The man staggered back as if he caught a rock flung from the catapult. He’s still hurt and light like a feather. Goran decided to throw his fist at the man next. He discovered what being light as a feather was capable of when the man swung his body out of the way. Instead of getting the first proper hit on the man, it was Goran who felt the strike of the man’s elbow.

“Bugger,” he spat, stumbling back, knowing his lip was as bad as the one he made for the whore.

He felt like a cornered bunny as the man pressed forward. Goran looked for his way out. The closest path to victory was the dagger left on the ground. He went for it but the man was on it first, sliding it across the room with his bare foot. Then he sent his leg up into Goran’s face.

Goran rolled onto his back and held his own leg up, “The boots, right? Just pull’em off, eh?”

The man made the mistake of pausing on the thought and Gus broke the stool against his fragile body. The man was launched into the bar and already Gus was picking up another stool to beat down on the man. Goran jumped back onto his ill-gotten boots with a cruel laugh.

One. Two. Three. Goran watched Gus tire the man out as he swung the stool at the man. The fat sod was missing, Goran could see, but that was fine. He and Gus worked best when one kept their victim busy while the other went in for the kill. On that thought he wiped the blood from his face, fixed the collar of his shirt, and calmly went to recover his dagger.

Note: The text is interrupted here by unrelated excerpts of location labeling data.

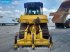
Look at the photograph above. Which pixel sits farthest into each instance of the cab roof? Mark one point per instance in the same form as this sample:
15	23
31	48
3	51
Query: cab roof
33	5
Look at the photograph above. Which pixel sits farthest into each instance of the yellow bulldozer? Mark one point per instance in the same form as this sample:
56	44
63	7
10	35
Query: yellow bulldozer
33	27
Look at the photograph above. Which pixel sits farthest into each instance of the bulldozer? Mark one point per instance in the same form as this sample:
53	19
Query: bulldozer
33	28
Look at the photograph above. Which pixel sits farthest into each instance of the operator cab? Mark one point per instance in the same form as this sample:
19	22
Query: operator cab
33	8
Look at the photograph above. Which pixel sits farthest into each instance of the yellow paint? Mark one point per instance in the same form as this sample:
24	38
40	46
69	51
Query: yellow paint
30	18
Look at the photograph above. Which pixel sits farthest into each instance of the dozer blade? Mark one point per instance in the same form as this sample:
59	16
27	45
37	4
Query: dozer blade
33	39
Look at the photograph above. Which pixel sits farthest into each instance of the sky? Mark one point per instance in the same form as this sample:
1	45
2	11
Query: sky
15	8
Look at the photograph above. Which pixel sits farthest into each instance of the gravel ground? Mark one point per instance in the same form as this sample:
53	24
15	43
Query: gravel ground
61	40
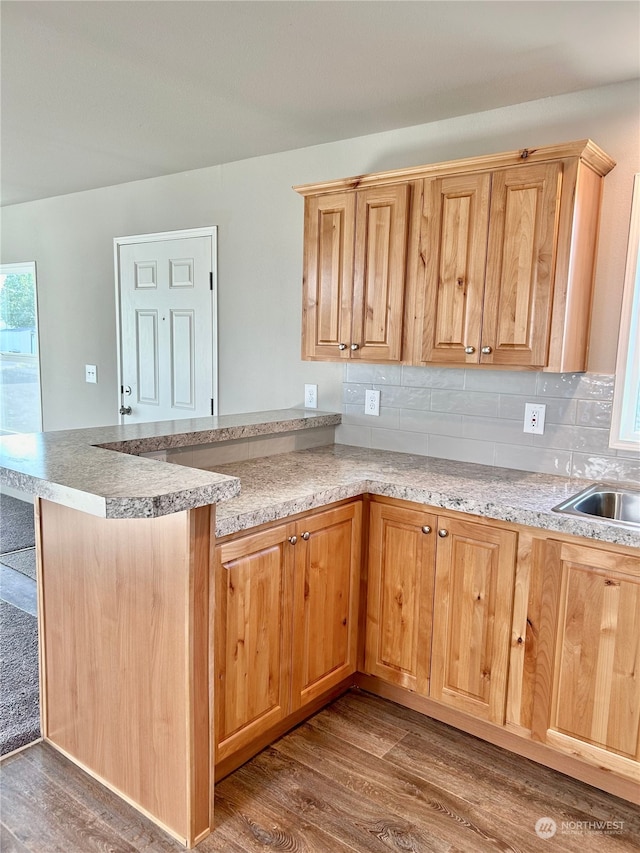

A heavy smack was heard in the room. Ah, there’s the strike, Goran thought. But when he turned around with his dagger back in hand, it was Gus falling against the bar. Somehow the stool had been broken against his partner and as Gus tried to stand all in the room saw the man ready with the broken leg off the stool.

“No, wait-” Gus cried before the leg broke across his face. Goran was sure he saw some of his teeth fly from his face.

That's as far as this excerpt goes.